O critério de escolha das versões regionais
- Preferir uma versão de determinada localidade não significa que aquela fábula é daquela região, uma vez que as fábulas são iguais em todos os lugares.
- A circulação internacional “na comunhão não exclui a diversidade”, usando as palavras de Vittorio Santoli, que se exprime mediante a adoção ou recusa de certos motivos e a atmosfera que envolve a narrativa.
- Chamam-se italianos estes contos populares uma vez que relatados pelo povo na Itália, e o grau em que se deixaram embeber do quê veneziano, toscano ou siciliano é o critério diferencial da escolha.
- A designação Monferrato ou Marcas ou Terra d’Otranto significa apenas que para aquela fábula se tomou em consideração uma versão que pareceu a mais bela e a mais impregnada pelo espírito daquele lugar.
- Versões dotadas desses requisitos não se encontram em igual medida no material de todas as regiões, pois muitos primeiros folcloristas tinham uma paixão “comparatista” que recaía sobre o igual em vez de sobre o diferente.
As críticas esperadas e a resposta sobre a legitimidade da intervenção
- Prevêem-se críticas de quem privilegia o texto popular genuíno por ter “metido as mãos” nos textos, e de quem recusa o conceito de “poesia popular” por timidez e falta de liberdade.
- Não se poderia impor ao trabalho um método diferente, e discute-se a objeção fundamental sobre a legitimidade da intervenção nos textos.
- Tentar traduzir cantos populares dialetais seria tarefa absurda, mas a fábula goza da maior traduzibilidade que é privilégio da narrativa, e o livro nasceu para tornar acessível a todos o mundo fantástico contido em textos dialetais.
- Uma tradução pura e simples não teria bastado, pois as coletâneas das várias regiões foram elaboradas com critérios diversos, e o trabalho consistiu em tentar fazer desse material heterogêneo um livro.
A explicação específica sobre as fábulas toscanas
- A mesma operação de traduzir as fábulas dos dialetos de toda a Itália teve de ser realizada com as fábulas da Toscana, pois os dialetos toscanos são tão diferentes do italiano quanto os outros.
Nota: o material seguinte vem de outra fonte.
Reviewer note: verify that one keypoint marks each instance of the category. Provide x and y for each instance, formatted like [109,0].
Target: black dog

- O trabalho com os textos toscanos foi mais difícil e os resultados são mais discutíveis, sendo obrigado a diminuir um grau no tom da linguagem e a descolorir o vocabulário.
- A tarefa de diminuir o tom da linguagem foi executada com tristeza, pensando na eficácia daquelas páginas, mas também com a implacável segurança de que a redução ao essencial é um ato de moralidade literária.
A variação da intervenção conforme o texto
- A medida e a qualidade da intervenção variam de uma fábula para outra segundo o que o texto sugeria, havendo vezes em que se impunha tamanho respeito que era obrigado a traduzir tal e qual, como em “Os cinco desembestados”, “Pelo mundo afora”, “Desventura” e “O relógio do barbeiro”.
- Outras fábulas constituíam mero ponto de partida para um exercício de estilo, como em “O menino no saco”, onde se inventaram nomes e lenga-lengas, e em “Diabocoxo”, onde se jogou com sugestões do texto.
- Na lenda sarda de santo Antônio, montou-se a narração conforme se quis, partindo de pistas da tradição, e nas fábulas lígures trabalhou-se por inventiva própria sobre frágil vestígio.
- Apoiava-se no provérbio toscano caro a Nerucci: “La novella nun è bella, se sopra nun ci si rapella”, segundo o qual a novela vale por aquilo que nela tece e volta a tecer quem a reproduz.
- Decidiu-se tornar-se também um elo da anônima cadeia sem fim pela qual as fábulas se perpetuam, elos que não são jamais puros instrumentos, mas seus verdadeiros “autores”.